For the reasons stated above, Defendants' motion to compel Piper Jaffray to respond to the subpoena is DENIED. The Administrative Motions to Seal filed November 17, 2014 (Dkt. No. 379) is DENIED and an unredacted version of the documents sought to be filed under seal shall be filed in the public docket in accordance with Civil Local Rule 79-5(f)(2).

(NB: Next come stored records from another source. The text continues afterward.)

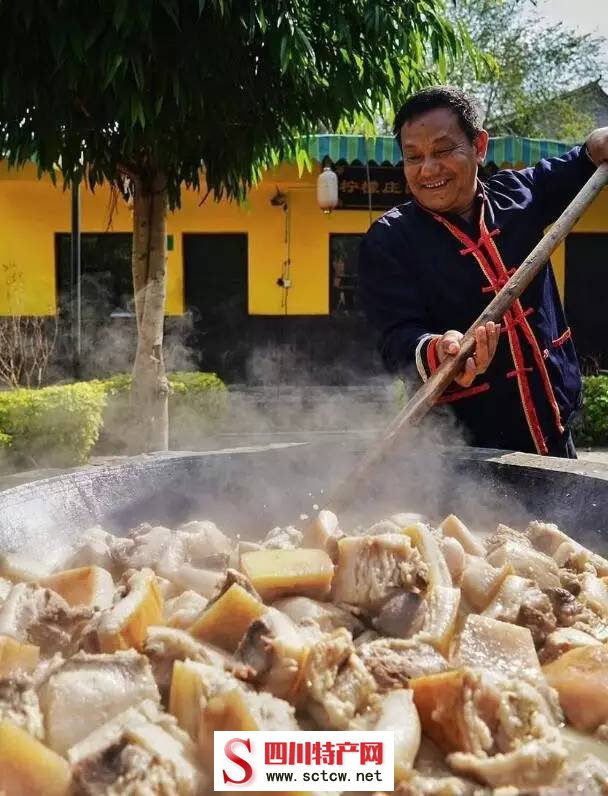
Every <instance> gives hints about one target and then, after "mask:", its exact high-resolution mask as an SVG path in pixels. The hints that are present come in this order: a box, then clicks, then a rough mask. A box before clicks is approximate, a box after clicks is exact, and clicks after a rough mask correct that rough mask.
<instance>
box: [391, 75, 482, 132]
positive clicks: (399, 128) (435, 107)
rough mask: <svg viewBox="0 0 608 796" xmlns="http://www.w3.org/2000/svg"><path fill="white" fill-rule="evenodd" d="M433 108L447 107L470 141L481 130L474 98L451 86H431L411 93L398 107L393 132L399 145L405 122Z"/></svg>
mask: <svg viewBox="0 0 608 796" xmlns="http://www.w3.org/2000/svg"><path fill="white" fill-rule="evenodd" d="M435 108H449V109H450V110H451V111H453V112H454V113H455V114H456V116H457V117H458V121H459V123H460V127H461V128H462V131H463V133H464V134H465V135H466V137H467V138H468V139H469V141H470V142H471V143H473V141H474V140H475V138H477V135H478V134H479V133H480V132H481V129H482V127H481V122H480V119H479V114H478V112H477V108H476V106H475V102H474V100H473V99H472V98H471V97H469V96H468V95H467V94H465V93H464V91H461V90H460V89H459V88H453V87H452V86H433V87H431V88H425V89H423V90H422V91H418V92H416V94H412V96H411V97H410V98H409V99H408V100H407V101H406V103H405V104H404V105H402V107H401V108H400V109H399V111H398V113H397V115H396V116H395V123H394V124H393V134H394V135H395V138H396V139H397V141H398V143H399V146H401V128H402V127H403V125H404V124H405V123H406V122H409V121H411V120H412V119H414V118H415V117H416V116H420V115H421V114H423V113H426V112H427V111H432V110H435Z"/></svg>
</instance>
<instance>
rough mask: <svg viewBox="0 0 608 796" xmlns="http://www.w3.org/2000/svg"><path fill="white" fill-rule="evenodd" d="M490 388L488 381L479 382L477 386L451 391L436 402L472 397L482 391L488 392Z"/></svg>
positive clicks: (467, 387) (459, 399) (468, 387)
mask: <svg viewBox="0 0 608 796" xmlns="http://www.w3.org/2000/svg"><path fill="white" fill-rule="evenodd" d="M489 389H490V384H489V383H488V382H487V381H486V382H484V383H483V384H478V385H477V386H475V387H466V388H465V389H463V390H458V391H457V392H453V393H450V394H449V395H444V396H442V397H441V398H438V399H437V400H436V401H435V403H436V404H449V403H452V401H459V400H460V399H461V398H471V397H472V396H473V395H479V393H480V392H487V391H488V390H489Z"/></svg>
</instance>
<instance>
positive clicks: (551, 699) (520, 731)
mask: <svg viewBox="0 0 608 796" xmlns="http://www.w3.org/2000/svg"><path fill="white" fill-rule="evenodd" d="M411 687H412V689H413V691H414V700H415V703H416V706H417V708H418V712H419V715H420V720H421V723H422V728H423V731H424V732H425V733H427V734H428V735H429V736H430V737H431V738H432V739H433V740H434V741H436V743H437V744H438V745H439V746H440V748H442V749H443V750H444V752H447V753H448V757H447V761H448V763H449V765H450V767H451V768H452V769H453V770H454V771H455V772H456V773H458V774H461V775H464V776H469V777H473V778H475V779H477V780H478V781H480V782H482V783H484V784H486V785H489V786H491V787H493V788H499V787H506V786H508V785H511V786H515V787H520V788H526V787H532V786H536V785H543V784H548V783H551V782H552V781H553V780H554V779H555V778H556V777H557V776H558V774H559V773H560V771H561V769H562V767H563V765H564V762H565V761H566V759H567V751H566V747H565V745H564V743H563V740H562V737H561V734H560V731H559V726H558V724H559V722H560V720H561V712H560V710H559V705H558V704H557V701H556V695H555V692H554V691H553V690H552V689H551V688H549V687H548V686H546V685H545V684H544V683H543V681H542V678H538V677H535V678H534V679H532V680H527V679H526V678H525V677H523V676H519V677H517V678H497V677H496V676H495V675H490V674H487V673H483V672H479V671H475V670H472V669H460V670H455V671H452V672H447V673H445V674H439V675H432V676H431V677H426V678H420V679H418V680H414V681H412V683H411Z"/></svg>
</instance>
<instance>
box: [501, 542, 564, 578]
mask: <svg viewBox="0 0 608 796" xmlns="http://www.w3.org/2000/svg"><path fill="white" fill-rule="evenodd" d="M487 561H488V562H489V563H490V564H492V566H494V567H503V566H505V565H506V564H509V565H510V566H511V567H512V568H513V573H514V574H515V575H519V576H520V577H522V578H528V579H529V580H533V581H534V582H535V583H536V584H537V585H538V587H539V588H540V589H550V588H558V587H559V586H560V585H561V584H560V579H559V569H558V566H557V564H556V563H555V561H554V560H553V559H552V558H551V557H550V556H548V555H545V554H544V553H541V552H539V551H538V550H534V549H533V548H531V547H530V546H529V545H524V544H521V543H519V542H504V543H503V544H501V545H498V546H497V547H495V548H494V549H493V550H492V552H491V553H489V554H488V556H487Z"/></svg>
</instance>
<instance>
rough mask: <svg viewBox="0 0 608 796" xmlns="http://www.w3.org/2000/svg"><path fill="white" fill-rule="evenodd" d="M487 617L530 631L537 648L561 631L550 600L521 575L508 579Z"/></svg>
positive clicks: (490, 609)
mask: <svg viewBox="0 0 608 796" xmlns="http://www.w3.org/2000/svg"><path fill="white" fill-rule="evenodd" d="M483 615H484V616H489V617H490V618H491V619H498V620H500V621H501V622H512V623H513V624H518V625H521V626H522V627H527V628H528V629H529V630H530V632H531V633H532V638H533V639H534V643H535V645H536V646H537V647H541V646H542V645H543V644H544V643H545V641H546V639H547V636H548V635H549V634H550V633H552V632H553V631H554V630H555V629H556V627H557V620H556V618H555V614H554V613H553V608H552V605H551V601H550V599H549V597H548V596H547V595H546V594H543V592H541V591H540V589H539V588H538V586H537V585H536V584H535V583H534V582H533V581H531V580H528V579H527V578H522V577H520V576H519V575H507V577H506V578H505V579H504V581H503V582H502V585H501V586H500V589H499V590H498V592H497V594H496V596H495V597H494V599H493V600H492V602H491V603H490V604H489V605H488V607H487V608H486V609H485V611H484V612H483Z"/></svg>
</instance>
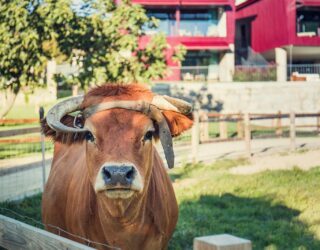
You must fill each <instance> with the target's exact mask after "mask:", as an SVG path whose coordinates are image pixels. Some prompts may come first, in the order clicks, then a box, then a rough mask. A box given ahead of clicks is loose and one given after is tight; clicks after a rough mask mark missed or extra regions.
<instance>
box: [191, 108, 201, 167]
mask: <svg viewBox="0 0 320 250" xmlns="http://www.w3.org/2000/svg"><path fill="white" fill-rule="evenodd" d="M199 128H200V126H199V110H198V109H195V110H194V112H193V126H192V136H191V140H192V142H191V143H192V162H193V163H194V164H195V163H197V162H198V148H199V142H200V141H199V139H200V136H199Z"/></svg>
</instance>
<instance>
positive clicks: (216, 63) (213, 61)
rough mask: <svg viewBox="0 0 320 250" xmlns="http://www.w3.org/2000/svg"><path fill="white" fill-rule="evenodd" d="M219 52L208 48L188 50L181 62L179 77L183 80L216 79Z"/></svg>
mask: <svg viewBox="0 0 320 250" xmlns="http://www.w3.org/2000/svg"><path fill="white" fill-rule="evenodd" d="M218 78H219V54H218V52H216V51H210V50H194V51H188V52H187V55H186V56H185V59H184V61H183V62H182V68H181V79H182V80H184V81H206V80H208V81H212V80H213V81H217V80H218Z"/></svg>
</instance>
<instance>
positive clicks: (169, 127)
mask: <svg viewBox="0 0 320 250" xmlns="http://www.w3.org/2000/svg"><path fill="white" fill-rule="evenodd" d="M163 115H164V117H165V118H166V120H167V123H168V125H169V128H170V131H171V135H172V137H175V136H178V135H180V134H181V133H182V132H184V131H186V130H188V129H189V128H191V126H192V124H193V116H192V113H190V114H188V115H184V114H181V113H177V112H174V111H163Z"/></svg>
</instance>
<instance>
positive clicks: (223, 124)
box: [219, 114, 228, 139]
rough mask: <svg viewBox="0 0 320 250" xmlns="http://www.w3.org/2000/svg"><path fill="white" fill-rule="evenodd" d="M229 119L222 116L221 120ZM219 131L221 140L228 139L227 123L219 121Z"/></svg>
mask: <svg viewBox="0 0 320 250" xmlns="http://www.w3.org/2000/svg"><path fill="white" fill-rule="evenodd" d="M226 118H227V117H226V116H224V115H222V114H221V116H220V120H223V119H226ZM219 131H220V139H227V138H228V128H227V123H226V121H219Z"/></svg>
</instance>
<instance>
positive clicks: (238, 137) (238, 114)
mask: <svg viewBox="0 0 320 250" xmlns="http://www.w3.org/2000/svg"><path fill="white" fill-rule="evenodd" d="M237 137H238V138H239V139H242V138H243V115H242V113H241V112H239V114H238V121H237Z"/></svg>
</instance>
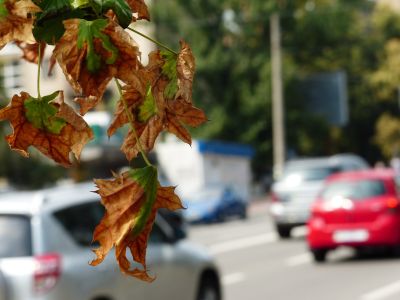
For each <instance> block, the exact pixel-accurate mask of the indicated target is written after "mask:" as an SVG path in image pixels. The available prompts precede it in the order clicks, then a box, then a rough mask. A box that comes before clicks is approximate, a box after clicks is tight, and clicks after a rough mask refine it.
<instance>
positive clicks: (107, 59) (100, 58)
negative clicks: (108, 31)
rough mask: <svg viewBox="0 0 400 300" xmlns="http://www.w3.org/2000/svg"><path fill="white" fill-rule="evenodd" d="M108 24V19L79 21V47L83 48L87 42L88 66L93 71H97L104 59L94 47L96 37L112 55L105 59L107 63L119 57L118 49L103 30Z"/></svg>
mask: <svg viewBox="0 0 400 300" xmlns="http://www.w3.org/2000/svg"><path fill="white" fill-rule="evenodd" d="M107 24H108V21H107V20H105V19H98V20H94V21H86V20H81V21H80V23H79V32H78V41H77V46H78V49H81V48H82V47H83V45H84V44H85V43H86V44H87V46H88V51H87V54H86V66H87V68H88V70H89V72H91V73H96V72H97V71H98V70H99V69H100V68H101V64H102V59H101V57H100V55H99V54H97V53H96V51H95V48H94V44H93V41H94V39H95V38H98V39H100V40H101V43H102V45H103V48H104V49H105V50H107V51H109V52H110V53H111V56H110V57H109V58H108V59H107V60H106V61H105V62H106V64H113V63H114V62H115V61H116V60H117V57H118V49H117V48H116V47H115V46H114V45H113V44H112V43H111V40H110V38H109V37H108V36H107V35H106V34H104V33H103V32H102V30H103V29H104V28H106V27H107Z"/></svg>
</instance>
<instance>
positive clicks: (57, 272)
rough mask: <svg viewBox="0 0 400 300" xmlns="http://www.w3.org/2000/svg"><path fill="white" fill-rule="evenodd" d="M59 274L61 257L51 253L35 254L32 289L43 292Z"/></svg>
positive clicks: (54, 285)
mask: <svg viewBox="0 0 400 300" xmlns="http://www.w3.org/2000/svg"><path fill="white" fill-rule="evenodd" d="M60 274H61V257H60V255H58V254H55V253H51V254H45V255H40V256H35V273H34V291H35V293H37V294H43V293H47V292H48V291H50V290H51V289H52V288H53V287H54V286H55V285H56V283H57V281H58V278H59V277H60Z"/></svg>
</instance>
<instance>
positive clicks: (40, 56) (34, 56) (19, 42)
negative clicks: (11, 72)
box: [15, 42, 46, 64]
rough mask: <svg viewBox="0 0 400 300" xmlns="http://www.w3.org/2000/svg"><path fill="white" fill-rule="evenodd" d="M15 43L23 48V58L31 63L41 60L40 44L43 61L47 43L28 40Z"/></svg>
mask: <svg viewBox="0 0 400 300" xmlns="http://www.w3.org/2000/svg"><path fill="white" fill-rule="evenodd" d="M15 44H16V45H17V46H18V48H20V49H21V50H22V53H23V55H22V58H23V59H25V60H26V61H29V62H31V63H35V64H37V63H38V62H39V46H40V50H41V51H40V52H41V53H40V61H43V55H44V50H45V48H46V44H45V43H33V44H31V43H26V42H15Z"/></svg>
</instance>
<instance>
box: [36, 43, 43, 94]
mask: <svg viewBox="0 0 400 300" xmlns="http://www.w3.org/2000/svg"><path fill="white" fill-rule="evenodd" d="M38 55H39V57H38V73H37V79H36V80H37V82H36V84H37V90H38V99H39V100H40V99H41V98H42V96H41V95H40V65H41V64H42V43H39V46H38Z"/></svg>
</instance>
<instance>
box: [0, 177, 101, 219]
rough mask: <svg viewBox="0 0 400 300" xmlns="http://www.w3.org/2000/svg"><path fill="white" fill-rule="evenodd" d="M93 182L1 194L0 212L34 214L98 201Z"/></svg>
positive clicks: (99, 199) (31, 214) (56, 209)
mask: <svg viewBox="0 0 400 300" xmlns="http://www.w3.org/2000/svg"><path fill="white" fill-rule="evenodd" d="M94 190H95V186H94V184H93V183H82V184H68V185H64V186H57V187H53V188H48V189H43V190H38V191H18V192H9V193H5V194H1V195H0V214H4V213H9V214H28V215H33V214H36V213H38V212H43V211H54V210H58V209H61V208H64V207H68V206H71V205H73V204H79V203H86V202H91V201H98V200H100V197H99V196H98V195H97V194H96V193H93V192H92V191H94Z"/></svg>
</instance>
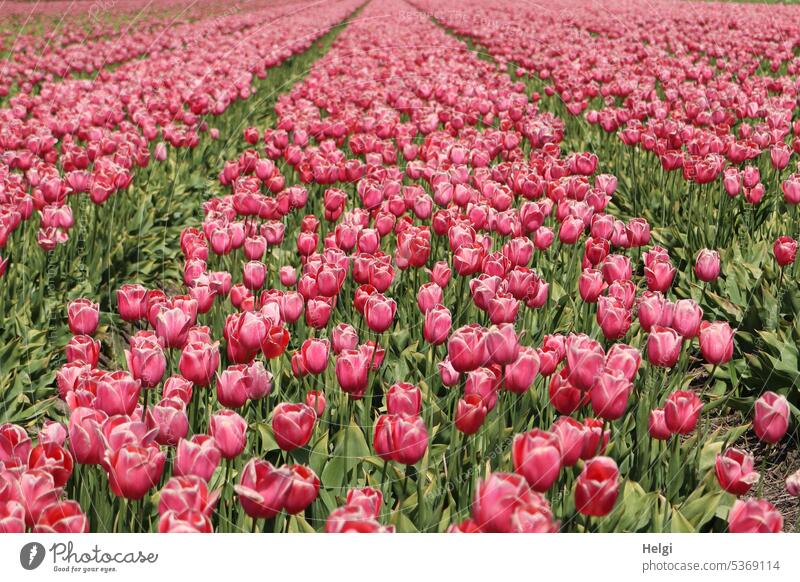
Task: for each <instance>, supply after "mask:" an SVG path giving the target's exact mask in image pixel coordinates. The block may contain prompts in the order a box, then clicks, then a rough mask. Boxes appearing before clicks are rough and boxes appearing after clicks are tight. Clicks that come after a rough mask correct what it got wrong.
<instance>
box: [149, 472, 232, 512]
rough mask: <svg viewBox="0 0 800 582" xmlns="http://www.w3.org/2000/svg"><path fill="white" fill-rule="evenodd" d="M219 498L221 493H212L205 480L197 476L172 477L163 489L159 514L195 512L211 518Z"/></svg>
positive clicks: (194, 475) (162, 490) (188, 475)
mask: <svg viewBox="0 0 800 582" xmlns="http://www.w3.org/2000/svg"><path fill="white" fill-rule="evenodd" d="M218 496H219V491H214V492H210V491H209V490H208V485H207V483H206V482H205V480H204V479H201V478H200V477H197V476H196V475H187V476H181V477H172V478H171V479H170V480H169V481H167V483H166V485H164V487H163V488H162V489H161V493H160V495H159V500H158V513H159V514H161V515H163V514H165V513H166V512H167V511H175V512H176V513H181V512H183V511H186V510H193V511H200V512H202V513H205V514H206V515H208V516H211V514H212V513H213V511H214V506H215V505H216V503H217V497H218Z"/></svg>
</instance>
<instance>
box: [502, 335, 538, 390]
mask: <svg viewBox="0 0 800 582" xmlns="http://www.w3.org/2000/svg"><path fill="white" fill-rule="evenodd" d="M515 339H516V338H515ZM539 363H540V360H539V353H538V352H537V351H536V350H535V349H534V348H531V347H527V346H526V347H520V348H519V352H518V355H517V358H516V359H515V360H514V361H513V362H511V363H510V364H508V365H507V366H506V367H505V368H504V370H503V386H504V387H505V389H506V390H509V391H510V392H515V393H517V394H522V393H524V392H527V391H528V390H529V389H530V387H531V386H532V385H533V381H534V379H535V378H536V374H537V373H538V372H539Z"/></svg>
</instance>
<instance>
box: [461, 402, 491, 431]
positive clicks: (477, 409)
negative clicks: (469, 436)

This Order disposes of Docket Nos. 379, 384, 389.

IT IS SO ORDERED.

FootNotes


1. Further, the subpoena appears procedurally defective as it required compliance within nine days, which is unreasonable. See, e.g., Tri Investments, Inc. v. Aiken Cost Consultants, Inc., No. No. 11-04, 2011 WL 5330295, at *2 (W.D.N.C. Nov. 7, 2011) (holding that "[s]ix total days and four business days is not a reasonable time to comply with a subpoena and notice of deposition"); Anderson v. Dobson, No. 06-02, 2006 WL 3390631, at *3 (W.D.N.C. Nov. 22, 2006) (holding that 10 days was not an adequate time for compliance and noting that "the usual and customary 14 day objection period for the witness to move to quash the subpoena would not have even run by the time of the proposed depositions"); In re Stratosphere Corp. Sec. Litig., 183 F.R.D. 684, 687 (D.Nev. 1999)(holding that six days was not reasonable).